A number of years ago my dogs belonged to a sort of indoor dog park place that for a membership fee you could bring your dogs to play with you supervising them. During the day they would often bring the daycare dogs into the main play area to give them more space, so I had ample opportunity to observe them, and in my observations, about 20 percent of the dogs were having the time of their lives, about 30 percent of the dogs were thinking "why the heck won't they simmer down so that I can get some sleep", and about 50 percent of the dogs were screaming with their eyes "God help me, please send me someone to rescue me from this never ending nightmare". At any given moment there were at least three dogs that were being bullied, but the teenager supervising them was mostly occupied by cleaning up pee and poop and never intervened unless and all out dogfight ensued.
I kept thinking OMG, people are spending $35 a day thinking that they are most wonderful dog parent in the world, when in reality they are paying to have their dogs tortured! 80% of those dogs would have done anything to spend the day snoozing in their own home!
Take from that what you will....


----------



## Dechi (Aug 22, 2015)

I agree with TP. Daycare isn't so great for dogs as it is a security blanket for the owners. Why not just let the dog stay home ?
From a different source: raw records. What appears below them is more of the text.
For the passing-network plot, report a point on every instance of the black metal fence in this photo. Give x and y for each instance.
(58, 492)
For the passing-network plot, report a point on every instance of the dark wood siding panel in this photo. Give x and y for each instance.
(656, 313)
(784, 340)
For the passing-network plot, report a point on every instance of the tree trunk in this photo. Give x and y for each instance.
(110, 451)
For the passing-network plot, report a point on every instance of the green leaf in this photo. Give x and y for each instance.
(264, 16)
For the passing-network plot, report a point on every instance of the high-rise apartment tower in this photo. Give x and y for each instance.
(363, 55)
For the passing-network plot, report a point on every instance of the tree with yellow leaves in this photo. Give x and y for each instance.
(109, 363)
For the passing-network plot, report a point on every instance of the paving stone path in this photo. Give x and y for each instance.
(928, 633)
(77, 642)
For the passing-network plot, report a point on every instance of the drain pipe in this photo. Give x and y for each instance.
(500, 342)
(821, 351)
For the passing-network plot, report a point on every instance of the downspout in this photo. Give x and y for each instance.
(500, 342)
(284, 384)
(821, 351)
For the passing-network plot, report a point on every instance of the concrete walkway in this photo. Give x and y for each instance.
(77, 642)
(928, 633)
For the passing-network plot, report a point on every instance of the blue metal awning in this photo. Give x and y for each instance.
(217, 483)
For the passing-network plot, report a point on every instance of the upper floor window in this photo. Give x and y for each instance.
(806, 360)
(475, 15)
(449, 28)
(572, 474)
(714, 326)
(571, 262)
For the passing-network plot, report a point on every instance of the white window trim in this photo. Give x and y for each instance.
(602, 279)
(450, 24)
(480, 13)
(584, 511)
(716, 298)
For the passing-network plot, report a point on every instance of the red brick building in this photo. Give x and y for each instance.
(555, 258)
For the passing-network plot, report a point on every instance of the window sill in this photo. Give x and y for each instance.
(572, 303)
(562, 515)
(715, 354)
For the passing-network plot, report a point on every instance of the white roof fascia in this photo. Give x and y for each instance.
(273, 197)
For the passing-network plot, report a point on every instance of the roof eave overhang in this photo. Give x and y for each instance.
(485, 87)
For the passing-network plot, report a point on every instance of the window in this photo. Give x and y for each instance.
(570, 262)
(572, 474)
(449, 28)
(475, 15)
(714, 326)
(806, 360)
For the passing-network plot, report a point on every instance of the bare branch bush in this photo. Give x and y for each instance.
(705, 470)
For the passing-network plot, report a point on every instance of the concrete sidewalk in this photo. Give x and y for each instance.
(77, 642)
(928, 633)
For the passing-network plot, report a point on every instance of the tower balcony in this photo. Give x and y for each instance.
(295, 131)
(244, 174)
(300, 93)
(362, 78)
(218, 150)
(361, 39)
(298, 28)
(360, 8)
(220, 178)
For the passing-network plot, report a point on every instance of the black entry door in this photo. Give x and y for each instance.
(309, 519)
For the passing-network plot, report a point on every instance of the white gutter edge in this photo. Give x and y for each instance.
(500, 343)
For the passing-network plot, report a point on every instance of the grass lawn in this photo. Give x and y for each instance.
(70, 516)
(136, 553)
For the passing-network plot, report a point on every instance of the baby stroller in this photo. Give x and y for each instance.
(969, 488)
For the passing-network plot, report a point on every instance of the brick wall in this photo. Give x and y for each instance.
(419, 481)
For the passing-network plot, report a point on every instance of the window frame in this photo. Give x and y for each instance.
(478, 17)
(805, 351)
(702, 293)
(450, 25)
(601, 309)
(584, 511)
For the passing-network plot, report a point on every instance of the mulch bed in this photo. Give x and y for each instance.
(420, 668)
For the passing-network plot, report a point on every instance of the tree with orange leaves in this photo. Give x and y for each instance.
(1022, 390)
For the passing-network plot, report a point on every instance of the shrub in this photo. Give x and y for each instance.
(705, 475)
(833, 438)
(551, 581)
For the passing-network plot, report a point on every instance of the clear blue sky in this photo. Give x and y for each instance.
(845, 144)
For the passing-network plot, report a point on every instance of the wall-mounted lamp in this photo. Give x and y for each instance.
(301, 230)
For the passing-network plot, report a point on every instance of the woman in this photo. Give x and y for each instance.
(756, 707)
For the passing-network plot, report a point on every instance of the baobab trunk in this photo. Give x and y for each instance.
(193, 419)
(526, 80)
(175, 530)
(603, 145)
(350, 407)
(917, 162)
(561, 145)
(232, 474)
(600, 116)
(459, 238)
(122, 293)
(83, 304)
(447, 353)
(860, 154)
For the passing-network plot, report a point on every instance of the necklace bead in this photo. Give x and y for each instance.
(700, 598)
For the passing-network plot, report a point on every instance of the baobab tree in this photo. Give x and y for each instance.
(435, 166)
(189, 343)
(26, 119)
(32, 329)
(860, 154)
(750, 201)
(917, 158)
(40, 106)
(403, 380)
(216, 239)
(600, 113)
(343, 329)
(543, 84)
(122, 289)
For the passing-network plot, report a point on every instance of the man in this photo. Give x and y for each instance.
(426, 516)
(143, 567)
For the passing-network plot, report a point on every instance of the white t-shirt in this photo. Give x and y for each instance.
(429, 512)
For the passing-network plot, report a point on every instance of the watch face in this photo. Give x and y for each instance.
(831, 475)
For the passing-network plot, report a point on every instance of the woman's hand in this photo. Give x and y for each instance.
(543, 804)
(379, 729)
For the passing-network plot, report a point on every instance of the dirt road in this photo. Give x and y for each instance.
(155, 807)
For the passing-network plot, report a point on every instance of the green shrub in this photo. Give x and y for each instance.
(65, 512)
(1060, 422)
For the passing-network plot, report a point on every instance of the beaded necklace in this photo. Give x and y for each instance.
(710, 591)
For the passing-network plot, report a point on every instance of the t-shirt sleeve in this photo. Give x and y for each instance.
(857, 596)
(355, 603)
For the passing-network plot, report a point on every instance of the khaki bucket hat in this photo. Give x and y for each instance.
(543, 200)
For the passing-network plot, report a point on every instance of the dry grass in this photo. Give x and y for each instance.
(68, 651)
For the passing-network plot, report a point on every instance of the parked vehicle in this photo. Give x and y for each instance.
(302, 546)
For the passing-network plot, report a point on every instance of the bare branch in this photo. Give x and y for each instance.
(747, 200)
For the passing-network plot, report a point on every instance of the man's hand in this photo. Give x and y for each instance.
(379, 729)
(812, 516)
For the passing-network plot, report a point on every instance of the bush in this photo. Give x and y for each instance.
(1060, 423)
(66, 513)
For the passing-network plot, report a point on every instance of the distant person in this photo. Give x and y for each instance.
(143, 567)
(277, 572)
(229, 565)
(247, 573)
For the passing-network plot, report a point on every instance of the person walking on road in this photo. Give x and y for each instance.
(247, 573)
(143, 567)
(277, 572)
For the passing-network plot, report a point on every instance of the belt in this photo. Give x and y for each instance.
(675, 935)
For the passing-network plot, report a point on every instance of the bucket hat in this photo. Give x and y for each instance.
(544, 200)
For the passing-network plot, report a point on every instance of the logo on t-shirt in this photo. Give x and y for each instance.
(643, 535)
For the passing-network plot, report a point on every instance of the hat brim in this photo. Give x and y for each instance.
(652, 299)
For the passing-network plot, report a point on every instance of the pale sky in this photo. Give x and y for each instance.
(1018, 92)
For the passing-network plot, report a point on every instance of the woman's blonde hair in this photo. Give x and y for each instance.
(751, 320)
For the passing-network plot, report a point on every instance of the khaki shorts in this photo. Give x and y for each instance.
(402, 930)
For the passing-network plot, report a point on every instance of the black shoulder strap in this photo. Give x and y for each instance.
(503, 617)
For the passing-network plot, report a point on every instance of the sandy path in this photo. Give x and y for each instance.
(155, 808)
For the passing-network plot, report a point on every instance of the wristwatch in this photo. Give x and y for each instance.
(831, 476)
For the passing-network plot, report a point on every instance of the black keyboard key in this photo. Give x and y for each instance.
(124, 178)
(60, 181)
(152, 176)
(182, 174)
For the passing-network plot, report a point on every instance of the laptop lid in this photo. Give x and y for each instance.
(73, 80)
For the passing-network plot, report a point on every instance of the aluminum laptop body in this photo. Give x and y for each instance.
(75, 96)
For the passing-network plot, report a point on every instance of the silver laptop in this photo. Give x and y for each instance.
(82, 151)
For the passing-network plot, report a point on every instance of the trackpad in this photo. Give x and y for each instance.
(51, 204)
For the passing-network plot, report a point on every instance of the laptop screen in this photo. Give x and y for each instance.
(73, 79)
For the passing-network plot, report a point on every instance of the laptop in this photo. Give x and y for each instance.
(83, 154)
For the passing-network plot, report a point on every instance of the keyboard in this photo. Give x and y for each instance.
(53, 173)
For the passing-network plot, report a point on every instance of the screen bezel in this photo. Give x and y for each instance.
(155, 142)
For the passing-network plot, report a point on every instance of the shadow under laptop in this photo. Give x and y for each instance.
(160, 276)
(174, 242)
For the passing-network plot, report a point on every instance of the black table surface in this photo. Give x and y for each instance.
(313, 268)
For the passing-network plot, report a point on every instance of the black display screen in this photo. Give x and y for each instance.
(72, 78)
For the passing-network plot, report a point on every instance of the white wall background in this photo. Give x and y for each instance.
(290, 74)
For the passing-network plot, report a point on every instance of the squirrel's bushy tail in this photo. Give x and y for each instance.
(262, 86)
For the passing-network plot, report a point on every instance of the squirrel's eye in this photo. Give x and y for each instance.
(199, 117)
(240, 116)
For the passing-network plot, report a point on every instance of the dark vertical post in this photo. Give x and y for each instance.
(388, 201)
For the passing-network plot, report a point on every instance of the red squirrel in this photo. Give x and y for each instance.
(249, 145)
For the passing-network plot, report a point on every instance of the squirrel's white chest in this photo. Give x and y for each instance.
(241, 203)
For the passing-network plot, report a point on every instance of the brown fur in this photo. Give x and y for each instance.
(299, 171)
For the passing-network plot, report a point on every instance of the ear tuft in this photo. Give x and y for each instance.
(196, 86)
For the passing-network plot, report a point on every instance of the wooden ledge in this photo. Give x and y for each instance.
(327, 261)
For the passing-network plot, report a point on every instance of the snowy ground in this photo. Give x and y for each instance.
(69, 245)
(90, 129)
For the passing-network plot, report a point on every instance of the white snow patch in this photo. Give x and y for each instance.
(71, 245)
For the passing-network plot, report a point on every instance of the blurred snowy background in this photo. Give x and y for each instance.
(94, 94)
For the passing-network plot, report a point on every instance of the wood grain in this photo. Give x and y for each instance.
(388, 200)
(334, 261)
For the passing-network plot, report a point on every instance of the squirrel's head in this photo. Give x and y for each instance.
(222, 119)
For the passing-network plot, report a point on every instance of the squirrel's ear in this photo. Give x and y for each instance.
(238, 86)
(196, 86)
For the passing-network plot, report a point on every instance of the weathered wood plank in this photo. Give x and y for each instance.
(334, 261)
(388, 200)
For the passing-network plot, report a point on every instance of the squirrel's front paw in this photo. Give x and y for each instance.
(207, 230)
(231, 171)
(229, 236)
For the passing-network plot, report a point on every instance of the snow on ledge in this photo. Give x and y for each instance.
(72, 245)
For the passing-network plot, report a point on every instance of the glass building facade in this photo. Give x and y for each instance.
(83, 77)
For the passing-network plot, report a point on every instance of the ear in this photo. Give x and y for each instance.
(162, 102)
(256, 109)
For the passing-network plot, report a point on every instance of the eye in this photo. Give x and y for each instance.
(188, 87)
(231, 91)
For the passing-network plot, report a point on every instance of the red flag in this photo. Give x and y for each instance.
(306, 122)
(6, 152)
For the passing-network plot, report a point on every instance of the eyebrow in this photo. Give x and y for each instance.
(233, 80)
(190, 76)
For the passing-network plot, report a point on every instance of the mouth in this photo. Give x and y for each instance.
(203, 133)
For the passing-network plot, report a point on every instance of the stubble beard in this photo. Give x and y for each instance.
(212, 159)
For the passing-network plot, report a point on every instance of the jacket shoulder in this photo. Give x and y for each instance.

On the other hand, it's funny (not really) because it reminds me of my own chronic illness. When I am overexhausting, the second day I will have post-exertional malaise. I don't think dogs get this illness, but it might be an indicator of physical and neurologic exhaustion.

If this dog has been showing these symptoms for a year, his autonomous nervous system is likely to be very fatigued and this might bring on some immunity problems. In other words, this dog is very stressed by this daycare and he needs a break from it ! Poor dog wants his own house and bed...


----------



## TrixieTreasure (May 24, 2015)

Dechi said:


> I agree with TP. Daycare isn't so great for dogs as it is a security blanket for the owners. Why not just let the dog stay home ?
> 
> On the other hand, it's funny (not really) because it reminds me of my own chronic illness. When I am overexhausting, the second day I will have post-exertional malaise. I don't think dogs get this illness, but it might be an indicator of physical and neurologic exhaustion.
> 
> If this dog has been showing these symptoms for a year, his autonomous nervous system is likely to be very fatigued and this might bring on some immunity problems. In other words, this dog is very stressed by this daycare and he needs a break from it ! Poor dog wants his own house and bed...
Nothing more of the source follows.